Erziehung ist nie nur individuell, sie ist immer auch Weitergabe. Wenn ein Junge lernt, dass Gefühle Schwäche sind und Nähe eine Schwachstelle, dann trägt er diese Vorstellung nicht nur in sein eigenes Leben, sondern auch in die nächste Generation. Der Vater, der nie gelernt hat, über Emotionen zu sprechen, erzieht oft einen Sohn, der ebenfalls keinen Zugang zu seinen Gefühlen findet.

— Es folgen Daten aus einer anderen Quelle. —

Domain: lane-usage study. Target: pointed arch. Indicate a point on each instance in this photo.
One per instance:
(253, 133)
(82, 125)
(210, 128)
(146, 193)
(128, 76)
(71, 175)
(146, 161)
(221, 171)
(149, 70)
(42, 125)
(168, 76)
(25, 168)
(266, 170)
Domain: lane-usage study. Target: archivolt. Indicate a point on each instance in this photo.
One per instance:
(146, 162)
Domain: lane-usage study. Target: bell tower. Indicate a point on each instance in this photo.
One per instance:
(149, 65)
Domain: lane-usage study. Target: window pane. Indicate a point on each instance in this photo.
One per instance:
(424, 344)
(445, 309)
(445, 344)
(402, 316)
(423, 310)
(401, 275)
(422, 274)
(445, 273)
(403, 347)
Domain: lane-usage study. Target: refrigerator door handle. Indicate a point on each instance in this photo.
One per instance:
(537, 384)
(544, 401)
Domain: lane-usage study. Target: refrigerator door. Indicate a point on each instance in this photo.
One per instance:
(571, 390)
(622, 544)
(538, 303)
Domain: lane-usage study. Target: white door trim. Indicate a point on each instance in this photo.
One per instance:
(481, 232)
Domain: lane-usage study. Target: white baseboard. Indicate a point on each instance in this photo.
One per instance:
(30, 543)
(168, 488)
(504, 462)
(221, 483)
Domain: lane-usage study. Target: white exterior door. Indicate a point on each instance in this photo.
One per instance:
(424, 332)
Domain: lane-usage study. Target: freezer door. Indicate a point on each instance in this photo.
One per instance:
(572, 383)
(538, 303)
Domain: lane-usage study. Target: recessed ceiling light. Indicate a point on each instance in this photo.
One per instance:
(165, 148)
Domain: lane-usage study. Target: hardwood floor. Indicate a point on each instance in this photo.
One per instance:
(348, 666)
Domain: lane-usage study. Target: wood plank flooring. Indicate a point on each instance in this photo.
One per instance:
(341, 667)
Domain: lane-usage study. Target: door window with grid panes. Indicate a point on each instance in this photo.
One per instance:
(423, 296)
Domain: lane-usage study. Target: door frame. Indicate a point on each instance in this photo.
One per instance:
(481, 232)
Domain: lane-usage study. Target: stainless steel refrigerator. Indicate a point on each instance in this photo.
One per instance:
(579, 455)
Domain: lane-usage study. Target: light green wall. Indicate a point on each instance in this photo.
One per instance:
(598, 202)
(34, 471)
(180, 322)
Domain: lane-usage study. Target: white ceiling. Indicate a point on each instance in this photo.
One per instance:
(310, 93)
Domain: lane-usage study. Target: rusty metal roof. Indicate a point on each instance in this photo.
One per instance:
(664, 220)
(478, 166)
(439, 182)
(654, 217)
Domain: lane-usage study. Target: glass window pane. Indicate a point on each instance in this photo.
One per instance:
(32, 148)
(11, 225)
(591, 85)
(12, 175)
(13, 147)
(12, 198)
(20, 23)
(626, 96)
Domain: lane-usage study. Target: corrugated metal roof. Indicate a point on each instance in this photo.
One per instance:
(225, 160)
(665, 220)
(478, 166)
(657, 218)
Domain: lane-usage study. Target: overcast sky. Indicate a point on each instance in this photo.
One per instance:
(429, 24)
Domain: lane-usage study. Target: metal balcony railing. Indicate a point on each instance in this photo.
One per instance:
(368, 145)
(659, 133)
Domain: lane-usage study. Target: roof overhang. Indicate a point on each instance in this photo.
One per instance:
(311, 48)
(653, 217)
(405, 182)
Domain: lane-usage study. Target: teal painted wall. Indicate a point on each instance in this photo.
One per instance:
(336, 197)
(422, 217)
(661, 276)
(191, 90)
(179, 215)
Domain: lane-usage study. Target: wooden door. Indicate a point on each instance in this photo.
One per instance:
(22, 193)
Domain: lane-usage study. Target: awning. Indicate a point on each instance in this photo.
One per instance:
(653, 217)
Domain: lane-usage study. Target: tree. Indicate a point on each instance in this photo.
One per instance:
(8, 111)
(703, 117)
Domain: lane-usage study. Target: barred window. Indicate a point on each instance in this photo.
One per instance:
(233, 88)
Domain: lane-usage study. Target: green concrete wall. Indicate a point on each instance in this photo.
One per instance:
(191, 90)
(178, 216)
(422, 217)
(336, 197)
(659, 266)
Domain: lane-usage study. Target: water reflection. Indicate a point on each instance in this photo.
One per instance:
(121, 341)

Und dieser Sohn wird später wiederum Vater – oder Partner – in einem System, das emotionale Distanz als Normalität betrachtet.
So entsteht ein Kreislauf. Toxische Maskulinität reproduziert sich nicht weil sie „natürlich“ ist, sondern weil sie nie bewusst unterbrochen wird.
Besonders sichtbar wird das heute in dem was oft als „Male Loneliness Epidemic“ bezeichnet wird. Viele Männer erleben Einsamkeit, fehlende emotionale Nähe und soziale Isolation. Doch anstatt zu fragen, warum Männer kaum gelernt haben Beziehungen emotional zu pflegen, wird die Verantwortung häufig externalisiert – auf Frauen. Frauen seien zu anspruchsvoll geworden, zu unabhängig, zu wählerisch. Dabei ist die Realität eine andere: Frauen sind nicht mehr gezwungen Beziehungen einzugehen, um zu überleben. Sie brauchen keinen Mann mehr als wirtschaftliche oder gesellschaftliche Absicherung.
Das Problem ist nicht, dass Männer nun „etwas bieten müssen“. Das Problem ist, dass vielen nie beigebracht wurde, was sie jenseits von Stärke, Dominanz und Kontrolle überhaupt anbieten können: emotionale Präsenz, Kommunikation, Verletzlichkeit.
Die Auswirkungen dieser Dynamik treffen nicht nur Männer selbst, sondern auch Frauen. Frauen übernehmen in Beziehungen oft die emotionale Arbeit, gleichen Defizite aus, erklären, trösten, organisieren. Gleichzeitig erleben sie Gewalt, Abwertung oder emotionale Kälte als direkte Folge des Männlichkeitsbildes, das Nähe nie vorgesehen hat.
Toxische Maskulinität ist damit kein individuelles Versagen, sondern ein gesellschaftliches. Sie zeigt, wie sehr wir Erziehung nutzen, um Rollen zu konservieren – und wie hoch der Preis dafür ist. Solange wir Jungen beibringen, was sie nicht sein dürfen, statt ihnen zu zeigen, wer sie sein können, wird sich dieser Kreislauf weitervererben. An Söhne. An Töchter. Und an eine Gesellschaft, die sich dann wundert, warum Nähe so schwerfällt.